A fact that raises big questions: Who owns this data? The student, the institution, the company or some combination? Who gets to decide what is done in whose best interest?
Asilomar came up with a set of broad principles that include “openness,” “justice,” and “beneficence.” The final one is “continuous consideration,” which, essentially, acknowledges that ethics remain a moving target in these situations.
‘Stereotype Threat’ And The ‘Pygmalion Effect’
The field of learning analytics isn’t just about advancing the understanding of learning. It’s also being applied in efforts to try to influence and predict student behavior.
It’s here that the ethical rubber really meets the road.
With the Course Signals project, for example, an algorithm flags a certain group of students as being likely to struggle. The information it draws on includes a demographic profile of the student: his or her age, whether they live on campus, and how many credits they’ve attempted or already earned in college. Depending on the way that prediction is communicated to teachers and students, it could have troubling implications.

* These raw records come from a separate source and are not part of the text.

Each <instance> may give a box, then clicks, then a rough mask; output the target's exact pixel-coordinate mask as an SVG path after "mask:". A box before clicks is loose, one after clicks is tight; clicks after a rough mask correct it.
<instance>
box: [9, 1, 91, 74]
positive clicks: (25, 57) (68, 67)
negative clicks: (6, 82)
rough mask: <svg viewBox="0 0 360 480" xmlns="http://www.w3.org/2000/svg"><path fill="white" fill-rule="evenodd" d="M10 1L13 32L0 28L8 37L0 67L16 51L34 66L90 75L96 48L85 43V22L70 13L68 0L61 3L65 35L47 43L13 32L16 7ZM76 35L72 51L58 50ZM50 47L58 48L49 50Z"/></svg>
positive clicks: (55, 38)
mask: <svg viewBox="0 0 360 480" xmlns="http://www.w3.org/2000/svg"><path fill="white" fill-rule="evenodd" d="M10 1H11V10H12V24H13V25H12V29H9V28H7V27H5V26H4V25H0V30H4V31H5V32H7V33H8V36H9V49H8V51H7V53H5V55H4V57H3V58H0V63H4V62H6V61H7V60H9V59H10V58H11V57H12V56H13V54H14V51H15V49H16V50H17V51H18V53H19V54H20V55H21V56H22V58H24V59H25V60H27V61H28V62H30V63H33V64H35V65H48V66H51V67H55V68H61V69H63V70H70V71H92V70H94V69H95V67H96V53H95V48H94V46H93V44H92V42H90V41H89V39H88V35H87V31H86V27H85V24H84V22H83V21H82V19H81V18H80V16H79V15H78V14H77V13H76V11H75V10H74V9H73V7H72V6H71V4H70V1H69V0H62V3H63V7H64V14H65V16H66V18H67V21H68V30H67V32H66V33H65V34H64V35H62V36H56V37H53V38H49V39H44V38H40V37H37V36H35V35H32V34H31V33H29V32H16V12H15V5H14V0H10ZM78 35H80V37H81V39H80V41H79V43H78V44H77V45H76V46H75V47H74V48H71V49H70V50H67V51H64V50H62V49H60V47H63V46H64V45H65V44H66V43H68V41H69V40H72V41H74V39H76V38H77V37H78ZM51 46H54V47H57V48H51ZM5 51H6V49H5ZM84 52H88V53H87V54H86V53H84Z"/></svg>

A big one would be if the predictions unduly influenced teachers’ perceptions of their students.
A body of research going back decades confirms that, if teachers are informed that students are gifted, the students will produce better outcomes, regardless of whether the students really are gifted. It’s called the Pygmalion Effect.
“One of the worst possibilities is that we stereotype students,” says Justin Reich, who does learning analytics research for the MOOC platform HarvardX. “Any day is the day a kid could turn things around.”
And what about the impact of this information on the students themselves?
Research on “stereotype threat” shows that merely being reminded of one’s minority status can be enough to depress test performance. Does telling them they have been “red flagged” make them more likely to fail or give up?
In some courses using Course Signals, students do, in fact, tend to withdraw earlier than they otherwise would. “The self-fulfilling prophecy is a concern for a lot of folks,” Pistilli says.
Most of these conversations are, for now, hypothetical. Learning analytics has yet to demonstrate its big beneficial breakthrough, its “penicillin,” in the words of Reich. Nor has there been a big ethical failure to creep lots of people out.
But there’s no reason to wait for a disaster to start setting some ground rules. “There’s a difference,” Pistilli says, “between what we can do and what we should do.”